Inflation flickers again on horizon
It's been years since most Americans could say they're paying more for a cup of coffee, a hotel room, or a pair of walking shoes.
But now, the price of coffee is up as much as 10 cents a cup, the hotel room will cost an extra $6 a night, and a popular pair of walking shoes from France runs about $20 more than last year.
Unfortunately, these are all signs that an unwelcome economic guest - a higher inflation rate - has arrived at the nation's doorstep.
At the moment, the price increases are just a hint of the early 1980s, a period when Americans developed a buy-today-before-it-goes-higher mentality. Still, it is a significant enough development that the Federal Reserve, in its latest interest rate hike on Tuesday, expressed sharper concerns that are causing angst in the financial markets.
"Inflationary pressures are rising," says Richard DeKaser, chief economist at National City Corp. "Are we back worrying about accelerating inflation? I think we are."
The latest numbers give cause for concern. Over the past three months, wholesale prices are up at a 4.5 percent annualized rate. In the past, many of those increases were not being passed through to consumers. But that's doesn't seem to be the case now. In February, the consumer price index (CPI) rose 0.4 percent, the fastest pace in four months.
Behind the rising prices are a host of economic changes.
The US dollar has fallen against the euro, which makes imports from Europe more expensive. Import prices are up nearly 3 percent year over year and rising. "Basically, it is a mirror image of the second half of the 1990s, when we had the dollar rising and simultaneously falling import prices," says Mr. DeKaser.
At the same time, many weaker companies have gone out of business or been merged with other companies. This has increased corporate "pricing power," an effect the Fed has noticed. "Firms are telling the Fed this anecdotally, but it is not statistically well established yet," says Bob Brusca of FAO-Economics in New York.
The one area where it is showing up is energy, says Mr. Brusca, who worries about pricing pressures so early in the energy price run-up. "How much worse will it get?" he asks. Thursday morning, the oil futures market rebounded somewhat after a steep sell-off on Wednesday. An explosion at a BP oil refinery in Texas City helped push the price of gasoline up by almost 2.5 cents a gallon on the futures market on Thursday morning (see related story, page 2).
Although economists stress that it's still early to become scared of inflation, they also say its uptick may have some deeper implications for the economy. "How will the Fed respond?" asks Dean Baker, an economist with the Center for Economic and Policy Research in Washington. "Greenspan has the reputation as an inflation fighter."
The latest numbers have caused the bond markets to wonder if the Fed would raise interest rates by as much as half a percentage point soon. Before doing this, the Fed would want to warn the markets in advance - probably in its next Open Market meeting May 3. "He does not want to shock the markets," says Mr. Baker.
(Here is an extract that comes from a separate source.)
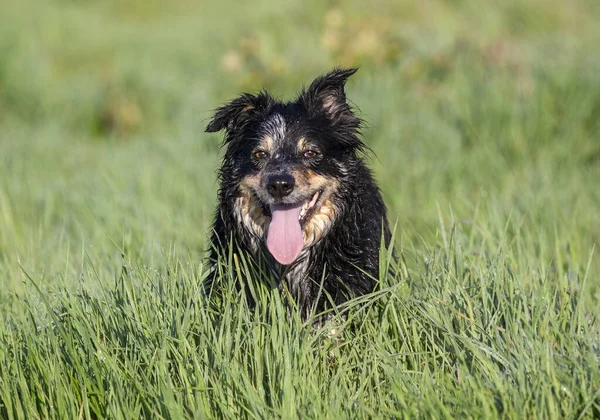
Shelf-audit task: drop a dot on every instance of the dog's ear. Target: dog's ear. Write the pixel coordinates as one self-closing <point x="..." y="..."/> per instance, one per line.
<point x="326" y="93"/>
<point x="236" y="114"/>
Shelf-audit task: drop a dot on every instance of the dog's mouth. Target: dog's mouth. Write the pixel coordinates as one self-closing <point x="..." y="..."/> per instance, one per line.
<point x="284" y="237"/>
Inflation has not been much of a worry in the US for some time. According to InflationData.com, the rate of inflation has not been above 3 percent since 2001.
"The last time companies had pricing power was 1999 or 2000," says John Silvia, chief economist at Wachovia Corp. in Charlotte, N.C. "Since then they've been clobbered by imports."
In the past, many businesses absorbed modestly higher costs. For example, John McGrane, manager of Oyster Bay Marine Center, buys lines and ropes from New England Ropes. He says in the past, price increases have been about 1 percent. Now, he's looking at a 9 percent increase. And he says anything metal, such as the chains used in moorings, is rising in price as well.
"I personally think inflation is here, especially in the luxury industry," says Mr. McGrane.
In a dynamic economy, price changes go both ways. For example, in the latest CPI numbers, food at home declined in price even though meat, poultry, fish, and eggs were up in price. Televisions sets and DVD rentals were cheaper. The prices of computers and software fell as well. One of the reasons for the falling price of computers is the plummeting cost of DRAMs, which represent the memory aspect of the machines. In the past six to eight weeks, prices for the latest memory chips are down 20 to 30 percent and still dropping. The reason: A new and large factory in China is turning out more of the product than the industry needs. "Within two months the price drops will be passed on to consumers," says Tre' Cates, chief executive officer of Silicon Mountain Memory in Boulder, Colo., which buys the chips and puts them on boards. "When our competitors drop their prices, I have no choice but to drop mine."
But these days, there are more stories of rising prices. This would be especially true for luxury items imported from Europe. For example, Kobricks Coffee Co. in Jersey City, N.J., imports espresso from Italy as well as espresso machines. The company has had to pass on the price increases to clients, such as the Neiman Marcus chain, which sells the coffee in its upper-end stores.
It's not just those potent little beverages going up in price. Stuart Van der Schauw, general manager of the firm, says green coffee costs are up 100 percent since last year. His company has absorbed rising costs for paper cups, plastic bags to vacuum-wrap fresh-roasted beans, insurance, and labor costs. Now, a medium cup of Kobricks will cost $1.98 instead of $1.90. His explanation: "We have to make sure we can pay the bills."